Texas Fifth Circuit – 2016

  • In a decision surrounding the constitutionality of a voter ID law, which aimed to prevent in-person voter fraud (or voter impersonation) in Texas, the court held the following:
    • At page 24: “that Texas has a history of justifying voter suppression efforts such as the poll tax and literacy tests with the race-neutral reason of promoting ballot integrity.”
    • When discussing the effectiveness of the law in achieving its purpose, the court said at pg. 27:“the evidence before the Legislature was that in-person voting, the only concern addressed by SB 14, yielded only two convictions for in-person voter impersonation fraud out of 20 million votes cast in the decade”.
    • When discussing other effects of the law, the Court said at pg. 69: “In order to prevent voter fraud, the State has pushed more vulnerable elderly voters away from in-person voting—a form of voting with little proven incidence of fraud—and toward mail-in voting, which the record shows is far more vulnerable to fraud, particularly among the elderly.”
    • The next case assesses the validity of claims regarding the severity and frequency of mail-in voter fraud.

Mail-in Voter Fraud “Paher, et al., v. Nevada Secretary of State, et al.2020

  • In response to COVID-19 pandemic, the state plans to operate an all-mail election for the upcoming June 9th, Nevada primary.
  • The plaintiffs asked the court to prevent this from occurring due to two main reasons.
    • One, that the plan was not chosen by the Nevada Legislature
    • Two, that the all-mail election strips voter-fraud-prevention safeguards and unconstitutionally violates the plaintiffs right to vote due to vote dilution.
  • The court held that the claims fail on their merits primarily because the health and safety of voters outweighs the alleged damages, primarily because they are based on Speculative claims of voter fraud.
  • The Court Characterized the plaintiff’s claim regarding voter fraud on pg. 12 of the decision, stating:  “To be sure, while Plaintiffs present this case as one about voter disenfranchisement due to purported vote dilution as a result of voter fraud; their claim of voter fraud is without any factual basis.” 
  • Continuing to say on pgs. 13-14:“Further, Plaintiffs’ overarching theory that having widespread mail-in votes makes the Nevada election more susceptible to voter fraud seems unlikely where the Plan essentially maintains the material safeguards to preserve election integrity.”
  • When discussing the relevancy of voter disenfranchisement, the court states on pg. 14 that “Defendants may equally claim that voters will be disenfranchised. For example, if the Plan is not implemented voters worried about risks to their health or unsure about how to obtain an absentee ballot may very well be discouraged from exercising the right to vote all together.”

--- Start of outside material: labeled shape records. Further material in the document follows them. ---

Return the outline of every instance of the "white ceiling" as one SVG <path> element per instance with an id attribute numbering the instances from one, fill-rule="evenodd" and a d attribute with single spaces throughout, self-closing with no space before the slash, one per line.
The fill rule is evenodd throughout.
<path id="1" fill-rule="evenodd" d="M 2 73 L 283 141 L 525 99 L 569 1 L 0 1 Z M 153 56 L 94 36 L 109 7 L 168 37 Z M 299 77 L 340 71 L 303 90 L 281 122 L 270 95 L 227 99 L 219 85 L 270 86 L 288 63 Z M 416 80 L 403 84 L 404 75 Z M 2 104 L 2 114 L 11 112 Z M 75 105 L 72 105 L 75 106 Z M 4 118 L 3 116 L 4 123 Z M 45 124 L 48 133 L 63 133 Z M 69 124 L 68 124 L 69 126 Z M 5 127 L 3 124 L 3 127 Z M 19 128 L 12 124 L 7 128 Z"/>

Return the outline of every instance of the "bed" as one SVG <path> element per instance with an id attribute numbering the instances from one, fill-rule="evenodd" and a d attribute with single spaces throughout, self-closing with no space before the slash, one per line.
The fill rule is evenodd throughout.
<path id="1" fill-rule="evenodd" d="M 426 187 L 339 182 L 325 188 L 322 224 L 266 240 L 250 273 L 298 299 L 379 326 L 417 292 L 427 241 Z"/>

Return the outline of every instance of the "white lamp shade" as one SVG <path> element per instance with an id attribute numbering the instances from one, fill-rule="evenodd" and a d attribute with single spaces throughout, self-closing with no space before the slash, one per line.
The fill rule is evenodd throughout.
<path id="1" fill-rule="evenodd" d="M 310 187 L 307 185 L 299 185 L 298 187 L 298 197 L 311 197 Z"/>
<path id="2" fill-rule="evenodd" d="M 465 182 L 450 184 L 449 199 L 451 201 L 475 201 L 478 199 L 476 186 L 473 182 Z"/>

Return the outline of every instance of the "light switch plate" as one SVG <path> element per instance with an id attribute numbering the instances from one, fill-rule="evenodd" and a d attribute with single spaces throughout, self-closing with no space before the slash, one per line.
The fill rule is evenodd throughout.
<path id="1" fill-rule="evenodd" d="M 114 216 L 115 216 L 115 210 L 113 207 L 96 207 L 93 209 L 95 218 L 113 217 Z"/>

Florida Mail-In Voter Fraud Probe – 2018

  • Complaints of voter fraud against the Democrats came at the end of the 2018 race for governor, U.S Senate, and other state positions. This led to a recount and an investigation.
  • State law-enforcement officials found “no evidence of fraudulent intent” by the Florida Democratic Party after an investigation into alleged vote-by-mail fraud that supposedly occurred at the end of the 2018 election cycle.
  • The investigation lasted over a year.

Justice Department – 2002-2007

  • During the Bush administration, the Justice Department lead a concerted effort to identify instances of and prevent voter fraud. After 5 years of doing so, as reported by the NY Times, 120 people were charged with about 86 people convicted of some degree of offence.
  • The number of complaints did not go up during this period, but they were simply pursued more aggressively by political appointees, as opposed to career Justice Department lawyers.
  • Based on a review of court documents, the vast majority of those who were charged are individuals who mistakenly filled out registration forms, or misunderstood eligibility rules.
  • An assistant United States attorney in Milwaukee stated that there was no “concerted effort to tilt the election”.